Even wooden buildings – often cited as a potential carbon sink – are unlikely to last hundreds of years. By comparison: CO2 emissions remain in the atmosphere for a long time: between 300 and 1,000 years.

It also needs to be clarified what exactly “carbon farming” means, Stoefs said. It generally refers to methods that store carbon in soils or forests.

But according to a research paper published in August by the Oslo-based environmental NGO Bellona Europa, it is also regularly used to refer to biomass that could be used as fuel.

Clear rules could prevent this, but according to Stoefs, there is already a push for looser oversight.

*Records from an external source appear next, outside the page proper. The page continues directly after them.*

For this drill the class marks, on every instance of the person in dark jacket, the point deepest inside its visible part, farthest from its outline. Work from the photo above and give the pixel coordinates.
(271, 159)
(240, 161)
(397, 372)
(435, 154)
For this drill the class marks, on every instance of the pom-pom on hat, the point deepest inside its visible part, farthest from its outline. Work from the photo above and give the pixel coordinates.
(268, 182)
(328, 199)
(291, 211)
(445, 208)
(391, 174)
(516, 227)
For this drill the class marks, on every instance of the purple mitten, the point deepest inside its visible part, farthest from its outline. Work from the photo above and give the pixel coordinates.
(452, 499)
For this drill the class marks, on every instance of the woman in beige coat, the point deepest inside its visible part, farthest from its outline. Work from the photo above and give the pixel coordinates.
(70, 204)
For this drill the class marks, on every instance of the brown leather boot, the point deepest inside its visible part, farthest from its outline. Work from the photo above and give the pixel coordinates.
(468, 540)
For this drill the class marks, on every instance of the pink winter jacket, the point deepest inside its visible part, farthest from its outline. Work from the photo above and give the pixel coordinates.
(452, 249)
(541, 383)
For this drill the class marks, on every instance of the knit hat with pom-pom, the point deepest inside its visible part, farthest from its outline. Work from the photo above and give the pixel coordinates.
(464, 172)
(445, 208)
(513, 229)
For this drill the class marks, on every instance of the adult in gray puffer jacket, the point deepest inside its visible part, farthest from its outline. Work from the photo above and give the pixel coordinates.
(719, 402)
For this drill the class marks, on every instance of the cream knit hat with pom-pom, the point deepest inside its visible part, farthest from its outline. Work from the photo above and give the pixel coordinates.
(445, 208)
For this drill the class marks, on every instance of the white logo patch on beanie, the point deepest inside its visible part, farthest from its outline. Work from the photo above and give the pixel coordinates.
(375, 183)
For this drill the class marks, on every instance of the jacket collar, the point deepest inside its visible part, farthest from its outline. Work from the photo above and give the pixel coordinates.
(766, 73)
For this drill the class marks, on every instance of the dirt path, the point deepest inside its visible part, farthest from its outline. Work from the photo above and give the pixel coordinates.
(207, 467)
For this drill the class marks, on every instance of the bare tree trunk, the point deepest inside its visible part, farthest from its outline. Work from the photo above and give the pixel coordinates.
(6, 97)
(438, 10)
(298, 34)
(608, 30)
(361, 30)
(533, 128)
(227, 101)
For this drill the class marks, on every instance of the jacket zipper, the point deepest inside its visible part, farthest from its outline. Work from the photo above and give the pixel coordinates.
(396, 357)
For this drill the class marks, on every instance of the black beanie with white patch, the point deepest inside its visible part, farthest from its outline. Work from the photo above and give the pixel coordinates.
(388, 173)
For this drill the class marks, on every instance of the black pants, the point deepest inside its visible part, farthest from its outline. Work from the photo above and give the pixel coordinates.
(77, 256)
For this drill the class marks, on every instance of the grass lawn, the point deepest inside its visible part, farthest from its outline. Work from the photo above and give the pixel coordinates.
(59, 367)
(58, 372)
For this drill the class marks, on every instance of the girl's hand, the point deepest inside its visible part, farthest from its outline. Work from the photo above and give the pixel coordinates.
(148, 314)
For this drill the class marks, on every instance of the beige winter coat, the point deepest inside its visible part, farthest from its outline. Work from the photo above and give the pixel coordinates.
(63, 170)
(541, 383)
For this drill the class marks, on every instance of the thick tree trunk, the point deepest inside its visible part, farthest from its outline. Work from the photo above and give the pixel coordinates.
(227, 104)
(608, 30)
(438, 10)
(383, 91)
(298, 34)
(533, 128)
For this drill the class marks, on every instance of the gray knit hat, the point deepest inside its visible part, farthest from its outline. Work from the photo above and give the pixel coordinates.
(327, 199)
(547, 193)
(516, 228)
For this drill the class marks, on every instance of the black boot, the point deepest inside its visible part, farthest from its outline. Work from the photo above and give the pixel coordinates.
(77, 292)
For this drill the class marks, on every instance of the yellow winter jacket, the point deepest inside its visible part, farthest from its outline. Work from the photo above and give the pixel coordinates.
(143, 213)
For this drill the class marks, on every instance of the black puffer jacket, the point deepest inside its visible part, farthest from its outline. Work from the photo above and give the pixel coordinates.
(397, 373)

In its conclusions in April, the EU Council noted the need for a “flexible but administratively weak scheme” of supervision and a “wider range of practices” that could be included in the rules.

Smokescreen for inaction

In a letter published on Monday, a group of eight environmental organisations, including the Corporate Europe Observatory and Germany’s Heinrich Böll Stiftung, warned that the current proposal could “generate false confidence in the unproven CDR future.[-techniques].”

“The EU is turning its attention away from the essential work of phasing out fossil fuels, instead turning to speculative technologies,” the letter said. They also warn that carbon removal and carbon offset markets – such as planting trees to offset aviation emissions – are “smoke screens” for inaction.

With global CO2 emissions rising rapidly, the window to limit global warming to 1.5 Celsius above pre-industrial levels, as agreed by 194 countries in the 2015 Paris Climate Agreement, will soon close.

The International Panel on Climate Change (IPCC) estimates that current policy commitments will warm the planet by 2.7 degrees by 2100 – a level that scientists say is likely to trigger irreversible tipping points.

To offset excess emissions, countries have pledged to reforest an area twice the size of India. In a 2021 pathway published by oil and gas major Shell, an area “approaching the size of Brazil” would need to be reforested to limit global warming to 1.5 degrees Celsius – “absurd”, Stoefs said.

Trading of carbon credits

Shell has also called for carbon credits to be traded on a voluntary market to offset the fossil fuel emissions it estimates will be needed by 2100.

The future EU carbon framework proposal does not specify how the carbon emission certificates will be used. But the commission has indicated its willingness to consider voluntary markets as a way to “scale up” carbon removal as a business and to “encourage new industrial value chains for sustainable carbon capture, recycling, transport and storage”.

“This takes market fundamentalism to a ridiculous extreme,” Lancaster University researcher Duncan McLaren told EUobserver. Carbon credit trading requires not only a secure system based on strict monitoring and clear rules. It also implies interchangeability between removal methods.

But “one ton of carbon removed is not the same as another,” McLaren said. “Temporary reforestation schemes will not offset industrial emissions that remain in the atmosphere for a thousand years.”

“Offsetting the burning of fossil fuels through reforestation is a non-starter,” Stoefs added.

In a white paper published in October, the Brussels-based NGO Carbon Gap argues that the certificates should only be used as a reporting tool and should not serve as the basis for a system of compensation claims.

“Every time we use eliminations to compensate, we’re really causing additional delays,” Stoefs said.